Amid all the gloom of the past few weeks and maybe months, I was inspired this week.

Amid all the gloom of the past few weeks and maybe months, I was inspired this week.

As this is Youth Month, June 16 on Monday was therefore the climax of its observance.

I must stress at the beginning that I was heartened - which is very rare - by the SABC in two ways.

Accolades go to Noleen Maholwana-Sangqu, the affable host of 3Talk on SABC3, and to Vuyo Mbuli's interview with young Lerato Mahloane on Morning Live on Tuesday.

Maholwana-Sangqu interviewed no fewer than five young achievers. I was impressed because none of them was older than 30.

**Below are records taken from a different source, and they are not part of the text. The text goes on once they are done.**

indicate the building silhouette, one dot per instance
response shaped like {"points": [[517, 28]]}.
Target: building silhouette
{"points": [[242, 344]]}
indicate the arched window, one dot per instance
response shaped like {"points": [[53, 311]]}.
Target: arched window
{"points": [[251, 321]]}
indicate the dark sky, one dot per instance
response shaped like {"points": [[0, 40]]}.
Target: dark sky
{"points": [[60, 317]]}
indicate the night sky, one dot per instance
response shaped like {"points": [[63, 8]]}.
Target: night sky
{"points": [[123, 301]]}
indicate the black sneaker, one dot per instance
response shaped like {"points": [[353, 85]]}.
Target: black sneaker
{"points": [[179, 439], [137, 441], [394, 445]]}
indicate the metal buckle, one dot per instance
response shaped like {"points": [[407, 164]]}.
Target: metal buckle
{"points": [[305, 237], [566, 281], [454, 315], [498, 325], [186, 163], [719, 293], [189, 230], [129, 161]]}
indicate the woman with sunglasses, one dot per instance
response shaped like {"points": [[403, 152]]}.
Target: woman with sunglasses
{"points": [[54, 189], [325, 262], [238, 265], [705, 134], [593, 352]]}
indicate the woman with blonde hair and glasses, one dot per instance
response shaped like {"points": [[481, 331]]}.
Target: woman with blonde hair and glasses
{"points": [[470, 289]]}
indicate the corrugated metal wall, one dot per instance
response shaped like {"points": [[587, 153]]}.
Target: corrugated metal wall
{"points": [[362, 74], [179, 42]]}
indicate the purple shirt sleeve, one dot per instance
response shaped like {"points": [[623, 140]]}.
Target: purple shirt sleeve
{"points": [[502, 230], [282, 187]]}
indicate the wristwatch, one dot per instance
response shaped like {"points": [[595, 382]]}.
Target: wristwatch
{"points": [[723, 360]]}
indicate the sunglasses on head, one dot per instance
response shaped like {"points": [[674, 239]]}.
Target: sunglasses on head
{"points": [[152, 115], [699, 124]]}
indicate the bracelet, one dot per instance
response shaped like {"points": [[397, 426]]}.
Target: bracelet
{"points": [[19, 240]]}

She interviewed a 24-year-old man who started his first company when he was just 18. He now owns two.

Then there were two 20-something women, Marang Setshwaelo and Phindile Mkhabela, who started a clothing boutique about five years ago.

Ernest Kekana's meteoric rise to the top is spellbinding. A pilot with 11 years experience, he now owns an aviation company.

Until I saw him on 3Talk I had no inkling that a black person, let alone a young man, could venture into what is traditionally the white man's enclave - owning aircraft.

But kudos goes to Mahloane. She is aged only 22, but owns a thriving second-hand car dealership.

I could not believe it when the petite young woman said she began her business at age 20.

Mahloane oozed confidence as she said: "I grew up with my brother while living with my mother in an informal settlement. I wanted to get out of there because there was no running water and electricity. Now I have both."

She knows what she is doing and says no one dares take her for granted in what is regarded as a man's terrain.

I chose these enterprising young people as a pointer. All of them come from disadvantaged backgrounds.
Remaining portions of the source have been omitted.